Si udiva un violento fuoco di mitragliatrici, di bombe a mano, di mortai, dalle parti
della via Ostiense e della via Cassia, e un continuo rombo di cannoneggiamento lontano. La
gente era tutta per le strade, curiosa, incerta. Le ultime parole dell'annuncio di
Badoglio erano state intese dal popolo per quello che volevano dire, che ora c'era un solo
nemico per l'Italia, ed era il nemico antico, sempre sentito tale anche durante
l'innaturale alleanza, il tedesco. [...] In città i passanti si dicevano l'un l'altro che
i tedeschi scappavano al nord, che Mussolini era morto a Campo Imperatore sotto i ferri
del chirurgo chiamato ad operarlo d'urgenza, che inglesi e americani erano sbarcati a
Civitavecchia e avevano già occupato Cisterna; belle ragazze stettero tutta la giornata
sulla soglia delle case ad aspettarli. [...] Ma altri fatti suscitarono i primi segni
d'inquietudine. I ministeri avevano mandato a casa tutti gli impiegati, nessun ufficio
rispondeva al telefono, a certi comandi militari si bruciavano carte e archivi, fu visto
nel deserto ministero dell'Aeronautica un tenente colonnello aggirarsi smarrito con in
tasca sei milioni di lire di cui non sapeva che fare. [...] Un gruppo scalmanato di
giovani andò a tumultare davanti agli uffici del "Messaggero", poi davanti al
"Popolo di Roma", dicendo che volevano stampare un numero unico per denunciare
il tradimento del re e di Badoglio che erano fuggiti. Si sapeva che avevano dormito al
ministero della Guerra, li avevano visti uscire dalla Tiburtina, una fila di macchine con
la targa diplomatica. Si ebbe subito l'impressione che non c'era più un'autorità, né un
comando efficiente. La radio era muta; alla Stefani c'era gente, ma non sapeva nulla. Le
botteghe erano chiuse, i mercati deserti. Solo i fornai avevano distribuito il pane. [...]
La giornata seguente, venerdì 10, s'inizia con colpi lontani di grosse artiglierie e un
più vicino e intenso fragore di fucileria dalle parti di porta San Paolo [...] Chi era
stato la mattina fuori porta San Paolo aveva potuto sperare ancora nel miracolo, che Roma
avrebbe tenuto lontano il nuovo e antico nemico. Nei pressi della basilica si respirava
un'aria da quarantotto, di repubblica romana, borghesi armati e animosi, operai, artisti,
studenti, mischiati a soldati di gran cuore; fra questi un centinaio di paracadutisti di
passaggio per Roma diretti in Sardegna, che di loro impulso si erano collocati sopra una
specie di argine al bivio della via Ostiense con la Laurentina, e sparavan rado e giusto
contro i tedeschi.
Allineati con loro ragazzi e uomini fatti si facevano insegnare a sparare con le
mitragliatrici. [...] In città quando suonarono le sirene dell'allarme, la gente era a
colazione; le poche trattorie aperte erano gremite. Cominciarono a udirsi gli scoppi
d'artiglieria, colpi in partenza, esplosioni di granate. Tutti fuori, il naso all'aria.

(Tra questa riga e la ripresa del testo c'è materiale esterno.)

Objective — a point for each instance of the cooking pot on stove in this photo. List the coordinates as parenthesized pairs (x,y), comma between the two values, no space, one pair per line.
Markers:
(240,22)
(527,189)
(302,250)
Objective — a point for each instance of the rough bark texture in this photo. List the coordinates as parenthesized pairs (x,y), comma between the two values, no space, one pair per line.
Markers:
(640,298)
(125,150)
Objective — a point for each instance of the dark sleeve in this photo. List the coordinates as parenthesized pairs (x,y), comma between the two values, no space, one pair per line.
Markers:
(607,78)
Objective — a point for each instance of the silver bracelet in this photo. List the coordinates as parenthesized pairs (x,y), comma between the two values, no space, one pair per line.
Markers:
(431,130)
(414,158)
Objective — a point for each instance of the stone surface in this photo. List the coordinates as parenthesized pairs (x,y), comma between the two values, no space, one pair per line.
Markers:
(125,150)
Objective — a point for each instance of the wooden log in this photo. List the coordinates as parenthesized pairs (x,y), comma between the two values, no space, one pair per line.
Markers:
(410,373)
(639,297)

non c'era paura. Un colpo cadde sopra una casa in via Bocca di Leone che ne ebbe il
cornicione sbrecciato; altre granate scoppiarono in piazza di Spagna e nelle vicinanze.
Erano di piccolo calibro, ma il fuoco era abbastanza nutrito. [...] Poco dopo arrivarono
dalla piazza alcuni autocarri comandati da un nervosissimo ufficialetto che diceva intorno
che si combatteva alla Madonna del Riposo, che i granatieri tenevano duro. "ma voi
perché venite via?" "Siamo inferiori di forze - diceva l'ufficialetto - non
possiamo tenergli testa ai tedeschi".